Short shift w/ C Cedric Paquette
Must-TiVo TV show: Prison Break
Favorite movie: Classic one, Miracle
Best restaurant in Tampa: Eddie V's
Top trash talker in NHL: Brad Marchand (Boston)
Anything creative he says? I remember he's calling (at) guys who are just getting called up, "Enjoy your stay. You're going back down after."
Ideal vacation spot: Cancun
Funniest teammate: Jonathan Marchessault. He's funny.
Hobbies? I like tennis. I don't play much anymore, but when I was younger, I played tennis a lot.
Frozen in time
With the Frozen Four coming to Tampa this weekend, several Lightning players reflected on their memories of college hockey's pinnacle.
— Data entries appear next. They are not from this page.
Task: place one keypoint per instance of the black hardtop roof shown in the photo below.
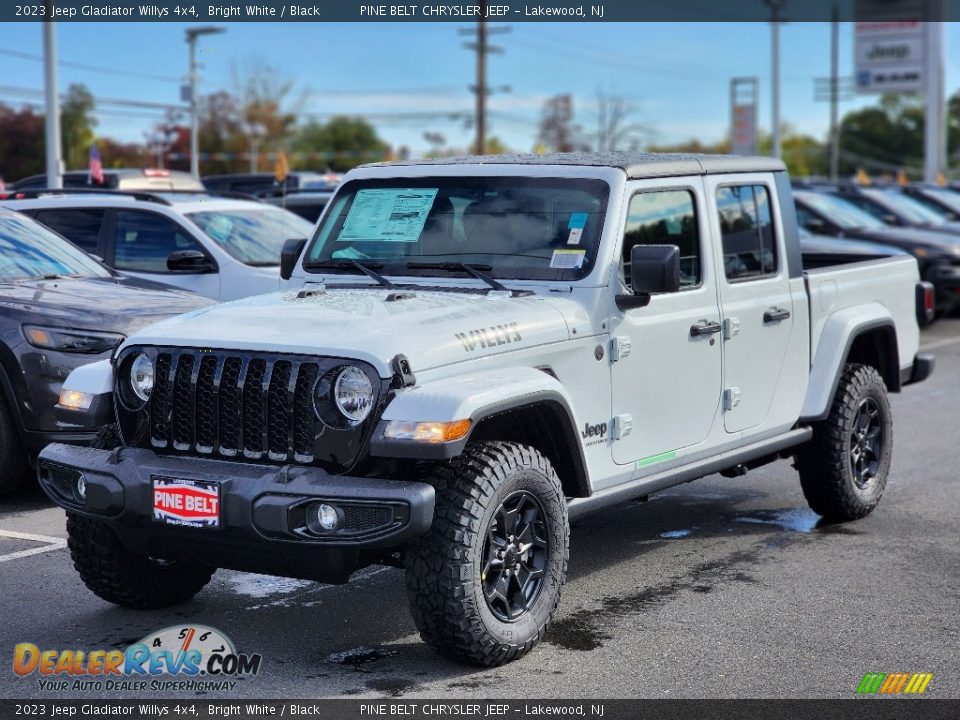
(635, 164)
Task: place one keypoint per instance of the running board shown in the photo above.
(578, 507)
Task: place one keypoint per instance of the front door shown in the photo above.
(669, 383)
(755, 296)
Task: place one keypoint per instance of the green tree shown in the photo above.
(76, 126)
(340, 144)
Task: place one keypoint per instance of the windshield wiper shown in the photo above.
(348, 264)
(463, 267)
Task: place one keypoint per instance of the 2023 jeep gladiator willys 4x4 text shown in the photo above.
(471, 353)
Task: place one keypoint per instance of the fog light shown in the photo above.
(327, 517)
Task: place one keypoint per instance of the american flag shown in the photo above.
(96, 167)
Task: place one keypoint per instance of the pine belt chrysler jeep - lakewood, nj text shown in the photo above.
(468, 355)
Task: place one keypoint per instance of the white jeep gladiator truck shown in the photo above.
(471, 353)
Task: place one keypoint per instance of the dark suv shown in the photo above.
(60, 309)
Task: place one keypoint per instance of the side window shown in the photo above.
(81, 226)
(665, 217)
(749, 245)
(143, 241)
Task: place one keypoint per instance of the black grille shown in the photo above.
(257, 408)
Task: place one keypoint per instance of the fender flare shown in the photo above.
(478, 396)
(839, 333)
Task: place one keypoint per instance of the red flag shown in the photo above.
(96, 167)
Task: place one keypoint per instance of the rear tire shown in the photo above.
(485, 581)
(123, 578)
(15, 468)
(843, 470)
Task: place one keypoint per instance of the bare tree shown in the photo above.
(616, 127)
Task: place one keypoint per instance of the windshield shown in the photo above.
(512, 227)
(255, 236)
(29, 251)
(840, 212)
(906, 206)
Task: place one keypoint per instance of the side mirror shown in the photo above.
(653, 269)
(289, 255)
(188, 261)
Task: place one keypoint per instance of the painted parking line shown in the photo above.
(49, 544)
(939, 343)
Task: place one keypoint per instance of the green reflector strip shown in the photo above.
(653, 459)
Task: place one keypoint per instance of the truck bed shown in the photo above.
(839, 293)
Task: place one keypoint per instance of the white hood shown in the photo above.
(431, 328)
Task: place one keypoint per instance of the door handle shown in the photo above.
(704, 327)
(775, 315)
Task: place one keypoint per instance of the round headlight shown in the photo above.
(141, 377)
(353, 394)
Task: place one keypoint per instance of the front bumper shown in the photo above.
(262, 510)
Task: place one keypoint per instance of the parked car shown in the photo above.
(937, 252)
(118, 179)
(261, 183)
(824, 250)
(218, 247)
(473, 354)
(60, 309)
(940, 199)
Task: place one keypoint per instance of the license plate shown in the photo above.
(190, 503)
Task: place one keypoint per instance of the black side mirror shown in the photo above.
(188, 261)
(289, 255)
(653, 269)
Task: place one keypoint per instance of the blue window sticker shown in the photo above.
(388, 215)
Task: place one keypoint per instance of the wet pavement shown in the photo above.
(719, 588)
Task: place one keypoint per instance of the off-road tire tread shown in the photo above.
(439, 566)
(822, 463)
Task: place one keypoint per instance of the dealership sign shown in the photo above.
(889, 56)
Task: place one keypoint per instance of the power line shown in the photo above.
(93, 68)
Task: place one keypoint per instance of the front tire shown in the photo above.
(123, 578)
(485, 581)
(843, 470)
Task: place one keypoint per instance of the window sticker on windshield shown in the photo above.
(388, 215)
(566, 258)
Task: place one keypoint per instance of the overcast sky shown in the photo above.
(675, 75)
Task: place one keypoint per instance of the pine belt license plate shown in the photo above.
(188, 503)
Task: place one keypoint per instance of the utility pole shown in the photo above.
(775, 7)
(52, 103)
(834, 92)
(482, 48)
(934, 134)
(192, 35)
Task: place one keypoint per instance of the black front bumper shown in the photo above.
(262, 516)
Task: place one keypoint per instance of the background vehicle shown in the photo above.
(473, 353)
(218, 247)
(118, 179)
(60, 309)
(260, 183)
(937, 253)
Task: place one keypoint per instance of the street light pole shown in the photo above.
(192, 35)
(775, 7)
(52, 111)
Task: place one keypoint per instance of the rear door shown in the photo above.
(755, 296)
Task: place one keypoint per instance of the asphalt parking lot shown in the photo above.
(719, 588)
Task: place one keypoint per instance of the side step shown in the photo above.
(578, 507)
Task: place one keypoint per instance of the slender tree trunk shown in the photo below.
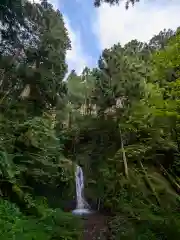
(149, 183)
(124, 156)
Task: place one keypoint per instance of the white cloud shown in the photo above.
(116, 24)
(55, 3)
(76, 58)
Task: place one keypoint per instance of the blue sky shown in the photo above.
(91, 30)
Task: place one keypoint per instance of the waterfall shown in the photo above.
(82, 206)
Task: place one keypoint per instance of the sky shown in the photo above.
(93, 29)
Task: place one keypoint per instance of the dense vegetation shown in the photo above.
(119, 121)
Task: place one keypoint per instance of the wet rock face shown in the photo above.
(95, 227)
(70, 206)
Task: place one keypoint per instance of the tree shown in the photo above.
(97, 3)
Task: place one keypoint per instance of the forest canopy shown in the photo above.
(120, 121)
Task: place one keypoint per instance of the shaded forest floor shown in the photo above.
(95, 227)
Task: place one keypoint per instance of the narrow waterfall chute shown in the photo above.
(82, 206)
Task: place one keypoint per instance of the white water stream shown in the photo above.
(82, 206)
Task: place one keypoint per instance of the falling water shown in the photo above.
(82, 206)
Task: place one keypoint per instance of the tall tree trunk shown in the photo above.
(149, 183)
(124, 156)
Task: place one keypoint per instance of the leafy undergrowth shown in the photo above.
(55, 224)
(157, 226)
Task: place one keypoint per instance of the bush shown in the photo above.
(55, 224)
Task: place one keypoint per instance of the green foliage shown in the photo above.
(120, 121)
(55, 224)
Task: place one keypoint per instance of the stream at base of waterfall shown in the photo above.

For center Brian Boyle, it's hard to forget. Boyle, who went to the Frozen Four three times with Boston College (2004, '06, '07), hit the post with two seconds left of the 2006 championship game in his junior year. Boston College lost 2-1 to Wisconsin.
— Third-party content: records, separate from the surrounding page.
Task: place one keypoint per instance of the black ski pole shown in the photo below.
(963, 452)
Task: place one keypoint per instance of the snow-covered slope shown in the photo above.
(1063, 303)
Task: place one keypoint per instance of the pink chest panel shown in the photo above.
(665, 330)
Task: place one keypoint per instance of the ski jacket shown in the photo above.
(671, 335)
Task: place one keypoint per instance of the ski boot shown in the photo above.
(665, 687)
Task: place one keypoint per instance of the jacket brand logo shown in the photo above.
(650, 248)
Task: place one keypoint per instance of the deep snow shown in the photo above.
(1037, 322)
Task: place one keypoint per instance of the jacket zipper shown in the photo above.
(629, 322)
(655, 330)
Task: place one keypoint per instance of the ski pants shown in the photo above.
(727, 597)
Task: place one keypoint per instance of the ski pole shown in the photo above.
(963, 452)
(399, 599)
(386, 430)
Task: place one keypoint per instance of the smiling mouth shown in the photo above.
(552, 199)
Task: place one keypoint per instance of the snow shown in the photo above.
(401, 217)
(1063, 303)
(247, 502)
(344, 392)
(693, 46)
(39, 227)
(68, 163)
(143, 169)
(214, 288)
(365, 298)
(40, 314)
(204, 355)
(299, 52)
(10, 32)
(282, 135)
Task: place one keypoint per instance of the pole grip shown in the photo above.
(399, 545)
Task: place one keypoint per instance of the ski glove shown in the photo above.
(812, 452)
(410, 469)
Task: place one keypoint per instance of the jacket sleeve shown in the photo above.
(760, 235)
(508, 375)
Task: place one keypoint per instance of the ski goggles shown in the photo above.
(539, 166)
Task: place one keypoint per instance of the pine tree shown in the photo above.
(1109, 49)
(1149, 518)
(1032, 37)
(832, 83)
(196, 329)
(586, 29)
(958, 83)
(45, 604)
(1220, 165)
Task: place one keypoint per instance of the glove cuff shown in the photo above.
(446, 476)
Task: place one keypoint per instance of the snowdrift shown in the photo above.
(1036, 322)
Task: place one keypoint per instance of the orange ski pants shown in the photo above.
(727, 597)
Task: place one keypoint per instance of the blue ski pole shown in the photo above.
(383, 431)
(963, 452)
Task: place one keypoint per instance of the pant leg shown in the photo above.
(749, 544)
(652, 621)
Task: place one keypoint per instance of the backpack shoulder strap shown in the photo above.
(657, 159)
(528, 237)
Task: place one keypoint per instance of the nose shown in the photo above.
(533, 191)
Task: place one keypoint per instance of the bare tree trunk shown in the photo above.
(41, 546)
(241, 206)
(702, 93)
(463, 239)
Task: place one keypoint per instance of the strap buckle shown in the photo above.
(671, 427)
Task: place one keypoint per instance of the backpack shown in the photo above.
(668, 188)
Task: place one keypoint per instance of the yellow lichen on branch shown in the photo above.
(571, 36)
"It's hard," he said. "It doesn't go away."
Though Boyle never won a national title, he enjoyed the experience that came with the tournaments. "It's something you want to be part of," he said. "It's great exposure, playing in NHL buildings, a lot of media. It's a lot of fun. I had a great time in those tournaments. It was something I'm very thankful for."
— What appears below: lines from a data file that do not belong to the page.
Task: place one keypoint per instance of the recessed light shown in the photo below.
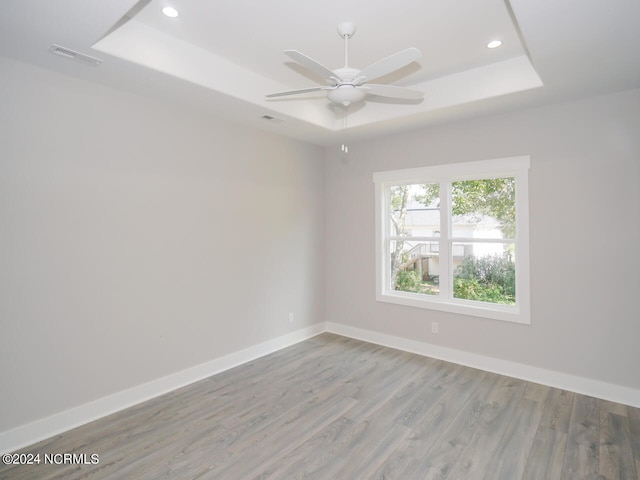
(170, 12)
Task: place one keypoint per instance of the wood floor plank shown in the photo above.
(334, 408)
(583, 443)
(494, 420)
(510, 458)
(616, 460)
(547, 452)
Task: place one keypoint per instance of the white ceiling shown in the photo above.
(224, 57)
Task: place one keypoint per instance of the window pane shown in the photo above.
(415, 267)
(484, 208)
(485, 272)
(415, 210)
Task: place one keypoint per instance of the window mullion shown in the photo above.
(445, 243)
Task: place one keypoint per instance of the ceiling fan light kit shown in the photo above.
(348, 85)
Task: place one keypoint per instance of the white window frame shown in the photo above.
(517, 167)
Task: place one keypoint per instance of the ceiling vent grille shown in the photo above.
(73, 55)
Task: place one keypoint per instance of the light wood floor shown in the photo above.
(337, 408)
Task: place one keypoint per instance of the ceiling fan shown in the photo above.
(349, 85)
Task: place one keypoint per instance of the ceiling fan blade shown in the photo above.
(310, 64)
(391, 63)
(297, 92)
(392, 91)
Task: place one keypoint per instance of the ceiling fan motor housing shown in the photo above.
(347, 94)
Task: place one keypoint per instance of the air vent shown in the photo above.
(73, 55)
(272, 119)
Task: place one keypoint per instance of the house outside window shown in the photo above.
(455, 238)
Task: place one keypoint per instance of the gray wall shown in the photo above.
(139, 240)
(585, 229)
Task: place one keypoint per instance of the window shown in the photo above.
(455, 238)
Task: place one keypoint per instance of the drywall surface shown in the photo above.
(584, 221)
(141, 239)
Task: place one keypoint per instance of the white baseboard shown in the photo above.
(573, 383)
(31, 433)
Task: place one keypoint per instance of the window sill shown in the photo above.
(515, 314)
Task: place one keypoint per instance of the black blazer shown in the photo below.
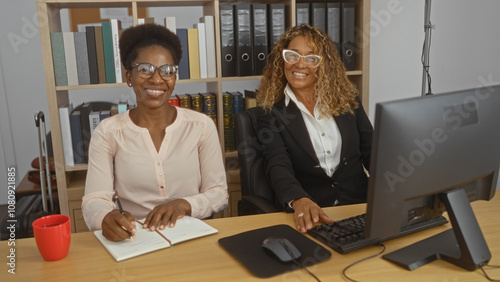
(293, 167)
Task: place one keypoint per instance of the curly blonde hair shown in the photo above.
(334, 93)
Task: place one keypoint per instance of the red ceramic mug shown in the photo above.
(53, 236)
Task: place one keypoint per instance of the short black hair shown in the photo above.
(145, 35)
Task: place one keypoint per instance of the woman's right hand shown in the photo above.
(114, 223)
(307, 214)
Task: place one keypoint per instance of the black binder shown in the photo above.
(260, 37)
(302, 13)
(333, 23)
(276, 21)
(348, 35)
(318, 15)
(243, 39)
(227, 40)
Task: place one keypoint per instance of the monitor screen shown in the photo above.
(433, 154)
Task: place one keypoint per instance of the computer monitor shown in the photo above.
(429, 155)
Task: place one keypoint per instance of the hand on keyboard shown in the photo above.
(307, 214)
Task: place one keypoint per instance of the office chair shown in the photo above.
(257, 195)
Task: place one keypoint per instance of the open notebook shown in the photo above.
(147, 241)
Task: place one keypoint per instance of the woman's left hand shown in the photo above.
(168, 212)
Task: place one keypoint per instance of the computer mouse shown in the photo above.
(281, 248)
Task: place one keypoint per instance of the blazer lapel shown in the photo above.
(343, 127)
(292, 119)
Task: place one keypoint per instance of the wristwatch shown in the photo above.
(289, 207)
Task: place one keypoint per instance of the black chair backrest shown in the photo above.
(252, 167)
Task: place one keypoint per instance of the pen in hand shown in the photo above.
(117, 200)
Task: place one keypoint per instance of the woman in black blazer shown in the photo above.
(315, 133)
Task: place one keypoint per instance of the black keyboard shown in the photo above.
(346, 235)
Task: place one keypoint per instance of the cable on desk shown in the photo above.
(361, 260)
(481, 266)
(302, 266)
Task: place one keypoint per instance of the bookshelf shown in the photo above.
(71, 179)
Boyle's Eagles are in this year's Frozen Four and play Quinnipiac in Thursday's semifinals at Amalie Arena. Boyle will be out of town with the Lightning but plans to send them a message.
Defenseman Matt Carle's alma mater, Denver, is also in the Frozen Four, playing North Dakota on Thursday. Carle won two national championships with Denver, in '04 and '05, and in 2006 won the Hobey Baker Award as college hockey's top player.
What they're saying
"This is one of the elite teams in our conference. This is one of the best teams in the league."
Canadiens coach Michel Therrien, on the Lightning
57 Consecutive sellouts by the Lightning since last season, including the playoffs, capped off by Saturday's regular-season home finale against the Devils.
Wing Jonathan Marchessault, at 5 feet 9 and 174 pounds, isn't afraid to throw his body around. Or tick off opponents. On Thursday, he dropped his gloves for his first NHL fight, taking on Canadiens defenseman Darren Dietz (6-1, 201). Marchessault, who had a few fights in juniors and had one in the AHL, more than held his own. "I'm not the best at it," Marchessault said. "But if I get (mad), I will (fight)." Marchessault said that with the Lightning "flat all game," down 2-0, and Dietz cross-checking him in the ribs, he thought the timing was right. "You try your best to light a spark."